With Super Tuesday having slipped into Sleep-Deprived Wednesday, everyone is pointing to March 4th as the next big Democratic president contest. Vermont, Rhode Island, Texas, and Ohio are all up for grabs for a total of 370 pledged delegates.
The conventional wisdom says that Ohio and Texas are Hillary’s to lose. In Ohio, she’s got a lot of establishment support, including the endorsement from Gov. Ted Strickland. In Texas, the large number of Latino voters seems to give her a demographic edge.
However, as Ben Smith of the Politico mentioned after an Obama campaign conference call this morning, Texas isn’t a conventional primary:
It’s a mixed primary and caucus system, with two-thirds of the delegates awarded through primaries and a third through caucuses open only to primary voters.
In a moment of masochism, I pulled up the rules for the Texas nominating process. The two campaigns will be competing for delegates in 31 senatorial districts. There’s a formula for determining how those delegates are appropriated that gives equal weight to the district’s performance in the last governor’s race and presidential election:
Let P equal a given district’s percentage of the statewide Democratic vote in the last gubernatorial election, and let V equal that district’s percentage of the total statewide vote for the Democratic nominee in the last presidential election (district vote/state vote). ( P + V) divided by 2 = that district’s percentage of the total number of Delegates to be elected by the senatorial districts, as opposed to the number to be elected at-large..
That makes up 2/3rds of the pledged delegates. The rest are at-large, assigned through a caucus vote with its own set of procedures.
Obviously, Texas Democrats have a particularly complicated procedure for distributing their delegates, which lends itself to intensive organization.
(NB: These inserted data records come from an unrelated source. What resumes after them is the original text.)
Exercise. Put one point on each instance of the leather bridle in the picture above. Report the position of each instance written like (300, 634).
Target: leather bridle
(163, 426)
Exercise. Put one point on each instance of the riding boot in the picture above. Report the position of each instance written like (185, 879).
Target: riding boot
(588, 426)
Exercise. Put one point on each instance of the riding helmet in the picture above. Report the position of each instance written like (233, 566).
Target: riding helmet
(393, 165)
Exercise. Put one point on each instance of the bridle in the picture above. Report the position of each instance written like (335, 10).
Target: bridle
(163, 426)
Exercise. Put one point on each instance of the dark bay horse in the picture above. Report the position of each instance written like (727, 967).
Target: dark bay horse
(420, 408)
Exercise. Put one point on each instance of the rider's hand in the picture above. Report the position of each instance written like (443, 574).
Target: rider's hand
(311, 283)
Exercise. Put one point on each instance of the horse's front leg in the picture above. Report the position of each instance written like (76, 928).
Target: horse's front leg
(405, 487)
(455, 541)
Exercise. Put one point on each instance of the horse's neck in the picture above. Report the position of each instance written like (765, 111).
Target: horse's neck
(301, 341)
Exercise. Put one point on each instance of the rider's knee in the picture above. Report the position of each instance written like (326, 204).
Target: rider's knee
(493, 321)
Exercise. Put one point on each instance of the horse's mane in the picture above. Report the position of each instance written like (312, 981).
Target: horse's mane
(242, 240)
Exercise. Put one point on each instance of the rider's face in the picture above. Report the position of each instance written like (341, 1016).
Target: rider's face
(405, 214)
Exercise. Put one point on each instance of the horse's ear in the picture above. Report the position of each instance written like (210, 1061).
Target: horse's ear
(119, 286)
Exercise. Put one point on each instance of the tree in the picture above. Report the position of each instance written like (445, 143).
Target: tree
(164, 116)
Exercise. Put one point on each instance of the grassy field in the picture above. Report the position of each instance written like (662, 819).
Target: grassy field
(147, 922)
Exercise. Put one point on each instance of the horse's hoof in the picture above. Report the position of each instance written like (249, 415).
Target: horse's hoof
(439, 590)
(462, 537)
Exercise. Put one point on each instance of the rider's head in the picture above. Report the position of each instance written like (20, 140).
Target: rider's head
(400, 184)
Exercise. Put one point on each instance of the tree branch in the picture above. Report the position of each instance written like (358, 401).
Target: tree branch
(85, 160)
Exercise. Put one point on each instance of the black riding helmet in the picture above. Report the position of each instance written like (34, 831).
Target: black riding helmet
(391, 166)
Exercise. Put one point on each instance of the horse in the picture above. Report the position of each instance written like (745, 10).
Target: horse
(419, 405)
That’s always been on Obama strength, and last night, he absolutely dominated caucus elections — winning Alaska, Colorado, Kansas, Minnesota and North Dakota. His margins overall were better than 2-1.
That sets up an interesting test in TX between Obama’s organizational strength and one of HRC’s most important demographic advantages. That’s yet another thing to watch as this amazingly close competiiton moves on to the next stage.